Bramwell’s First Law continues to hold true, and the latest person to hold forth on the nature of conservatism is Atlantic house blogger Ross Douthat:
We tend to take the Kirkian (and, I would submit, ‘70s neoconservative) view that conservatism ought to be inherently anti-ideological, and we view the ideological turn on the American Right—the confusion of policy positions, which by definition ought to be open for debate and alteration, with “moral absolutes” that no true right-winger should deviate from—as a serious problem for conservatism, both in the Bush years and before.
. . . my own (highly provisional) definition of American conservatism would run something like this: A commitment to the defense of the particular habits, mores and institutions of the United States against those socioeconomic trends that threaten to undermine them, and those political movements (generally on the left, but sometimes on the right) that seek to change them radically in the pursuit of particular ideological goals.
I sympathize with those who want to define conservatism as the rejection of ideology, but, given that the forward march of history can never be stopped, conservatism will only ever be helpful insofar as it can influence its direction as well as its speed. Those who fail to hitch their conservatism to principle inevitably wind up endorsing something like Michael Oakeshott’s definition of conservatism as that sad feeling you get when your favorite clown dies and sentence themselves to being forever on the losing side of history.
But maybe the losing side of history is where Douthat wants his conservatism to be. He has earned plaudits from the Left for owning up to American conservatism’s darker moments ("support for segregation...simply was the conservative position in the 1950’s"), but the way that Douthat disowns these past errors is only slightly better than having just ignored them:
. . . liberals were right that the injustice of [segregation] required a deeply un-conservative response, as they have been right (and will be right again) on other points as well. Having conceded this, I would go on to argue that self-identifying as a conservative, under my definition, doesn’t require taking the conservative position on every issue; it merely requires taking the conservative orientation as one’s general approach to politics, and believing that we’ve reached a pass where America’s distinctive “habits, mores and institutions” are more in need of defense then renovation.

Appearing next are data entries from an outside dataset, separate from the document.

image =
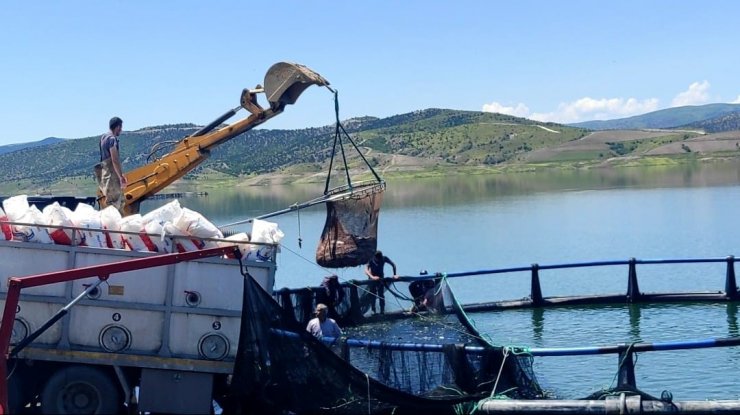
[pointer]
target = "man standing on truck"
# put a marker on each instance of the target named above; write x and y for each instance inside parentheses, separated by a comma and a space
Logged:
(109, 172)
(374, 271)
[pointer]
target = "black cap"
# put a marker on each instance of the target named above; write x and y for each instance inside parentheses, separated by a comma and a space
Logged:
(115, 122)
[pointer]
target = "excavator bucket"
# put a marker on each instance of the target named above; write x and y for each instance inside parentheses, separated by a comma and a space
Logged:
(284, 82)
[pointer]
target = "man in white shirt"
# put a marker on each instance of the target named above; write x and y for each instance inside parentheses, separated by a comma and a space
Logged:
(323, 326)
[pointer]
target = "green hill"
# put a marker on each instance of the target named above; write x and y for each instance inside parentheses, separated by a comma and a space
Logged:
(431, 141)
(723, 123)
(666, 118)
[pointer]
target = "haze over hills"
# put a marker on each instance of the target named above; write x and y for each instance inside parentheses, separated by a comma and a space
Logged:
(15, 147)
(666, 118)
(414, 143)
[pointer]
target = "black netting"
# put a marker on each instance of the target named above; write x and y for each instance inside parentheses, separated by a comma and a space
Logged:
(350, 235)
(281, 367)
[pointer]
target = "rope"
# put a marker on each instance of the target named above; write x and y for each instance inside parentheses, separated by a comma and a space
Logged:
(500, 370)
(367, 378)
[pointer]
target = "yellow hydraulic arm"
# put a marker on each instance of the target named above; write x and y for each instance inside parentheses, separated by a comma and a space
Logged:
(284, 83)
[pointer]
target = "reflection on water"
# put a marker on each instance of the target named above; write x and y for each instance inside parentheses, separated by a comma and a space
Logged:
(249, 201)
(465, 223)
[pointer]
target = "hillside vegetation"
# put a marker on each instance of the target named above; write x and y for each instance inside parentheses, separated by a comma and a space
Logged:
(432, 141)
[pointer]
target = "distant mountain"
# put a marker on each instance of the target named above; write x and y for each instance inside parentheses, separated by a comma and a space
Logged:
(723, 123)
(15, 147)
(432, 136)
(667, 118)
(418, 142)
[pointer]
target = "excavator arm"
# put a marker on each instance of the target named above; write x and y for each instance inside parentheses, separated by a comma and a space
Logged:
(284, 83)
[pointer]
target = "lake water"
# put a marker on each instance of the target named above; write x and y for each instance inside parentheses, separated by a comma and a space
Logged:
(469, 223)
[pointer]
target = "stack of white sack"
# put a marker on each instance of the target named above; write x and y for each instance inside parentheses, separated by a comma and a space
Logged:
(178, 229)
(5, 227)
(264, 232)
(17, 210)
(169, 228)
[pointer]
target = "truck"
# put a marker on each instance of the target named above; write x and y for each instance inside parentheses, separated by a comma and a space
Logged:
(96, 330)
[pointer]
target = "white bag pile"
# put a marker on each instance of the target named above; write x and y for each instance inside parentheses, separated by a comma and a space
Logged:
(169, 228)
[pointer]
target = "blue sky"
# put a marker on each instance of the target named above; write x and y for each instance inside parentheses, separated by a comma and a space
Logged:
(66, 67)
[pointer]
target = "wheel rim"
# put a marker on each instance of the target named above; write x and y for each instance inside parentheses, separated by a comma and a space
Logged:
(79, 398)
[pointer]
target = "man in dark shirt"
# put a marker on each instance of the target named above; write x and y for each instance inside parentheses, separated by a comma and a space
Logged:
(331, 294)
(374, 271)
(109, 172)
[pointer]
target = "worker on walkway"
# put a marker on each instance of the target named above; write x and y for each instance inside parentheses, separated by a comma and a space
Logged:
(374, 271)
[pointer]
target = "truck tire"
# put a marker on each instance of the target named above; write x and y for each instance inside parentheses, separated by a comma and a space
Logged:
(80, 390)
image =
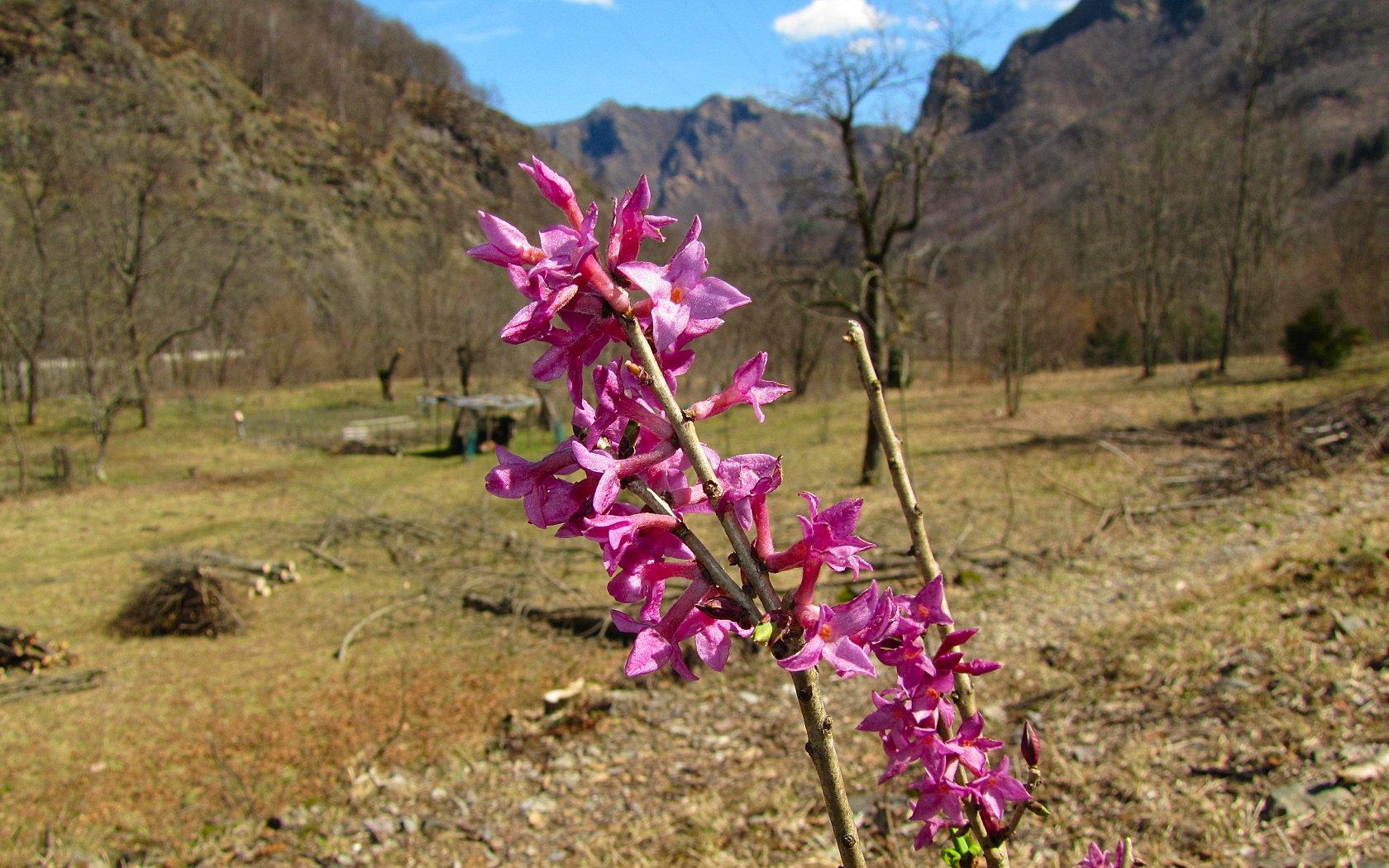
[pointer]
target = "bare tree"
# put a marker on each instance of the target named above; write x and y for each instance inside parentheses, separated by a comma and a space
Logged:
(386, 374)
(31, 182)
(885, 181)
(159, 247)
(1256, 73)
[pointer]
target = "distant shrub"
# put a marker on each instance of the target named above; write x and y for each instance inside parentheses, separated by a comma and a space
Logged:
(1110, 343)
(1315, 342)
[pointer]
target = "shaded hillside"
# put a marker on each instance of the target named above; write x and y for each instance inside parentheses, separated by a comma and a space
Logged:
(1107, 71)
(735, 161)
(356, 189)
(1095, 78)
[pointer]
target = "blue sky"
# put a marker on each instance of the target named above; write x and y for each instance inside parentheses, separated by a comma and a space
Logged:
(553, 60)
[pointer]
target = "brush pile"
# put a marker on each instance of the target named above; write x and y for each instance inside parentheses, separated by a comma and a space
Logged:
(199, 594)
(1270, 449)
(28, 653)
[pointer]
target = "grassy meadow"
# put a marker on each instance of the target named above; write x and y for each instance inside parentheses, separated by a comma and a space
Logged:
(188, 741)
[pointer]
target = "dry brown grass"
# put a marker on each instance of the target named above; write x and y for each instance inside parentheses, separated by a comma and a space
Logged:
(188, 739)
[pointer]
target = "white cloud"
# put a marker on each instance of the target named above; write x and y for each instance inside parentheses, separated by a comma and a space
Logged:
(831, 18)
(470, 38)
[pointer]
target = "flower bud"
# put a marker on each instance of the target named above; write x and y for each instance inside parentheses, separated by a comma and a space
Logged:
(1031, 745)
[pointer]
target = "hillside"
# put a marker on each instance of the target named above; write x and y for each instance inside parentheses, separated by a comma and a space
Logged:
(1098, 77)
(735, 160)
(351, 189)
(1109, 71)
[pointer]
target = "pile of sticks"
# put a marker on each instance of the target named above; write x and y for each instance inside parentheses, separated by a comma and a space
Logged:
(1282, 445)
(26, 651)
(259, 578)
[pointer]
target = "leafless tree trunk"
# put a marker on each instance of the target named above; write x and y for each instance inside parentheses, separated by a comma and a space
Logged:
(30, 160)
(1256, 75)
(388, 374)
(886, 193)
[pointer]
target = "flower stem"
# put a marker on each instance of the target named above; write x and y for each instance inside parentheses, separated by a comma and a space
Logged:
(820, 742)
(994, 851)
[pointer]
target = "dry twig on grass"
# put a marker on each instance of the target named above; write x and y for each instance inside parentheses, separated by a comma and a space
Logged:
(28, 651)
(14, 690)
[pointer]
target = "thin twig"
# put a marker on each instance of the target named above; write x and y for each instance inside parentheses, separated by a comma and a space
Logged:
(994, 851)
(706, 559)
(820, 743)
(379, 613)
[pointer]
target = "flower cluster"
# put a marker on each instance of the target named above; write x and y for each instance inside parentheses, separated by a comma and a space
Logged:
(1098, 857)
(578, 299)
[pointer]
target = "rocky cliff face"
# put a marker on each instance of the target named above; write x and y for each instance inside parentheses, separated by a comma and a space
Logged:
(733, 160)
(1096, 77)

The Catholic Church is willing to admit that people outside the faith can be saintly and even holy, but it would be strange to hear the Pope declare that sometimes being ethical requires taking the anti-Catholic position. To say that there is no conservative case against segregation is like saying that there is no Catholic case against indulgences. No one believes that conservatism must encompass everything good in the world, but Douthat seems willing to embrace a conservatism that, if applied throughout history, would be wrong as often as right, which raises the question of why he wants to claim loyalty to it at all. I understand that Douthat’s resistance to change has a lot to do with the culture he wants to preserve at this particular place and time, but if Douthat is a conservative because he likes the American system, he should tell us why he likes it. His answer to that question probably has more to do with his political orientation than a general impulse to preserve.
Comments
It seems to me that conservatives everywhere defend a particular, known way of life. That conservatism has a particular meaning in the Christian West. It has an even more particular and more freedom-oriented meaning in the American context.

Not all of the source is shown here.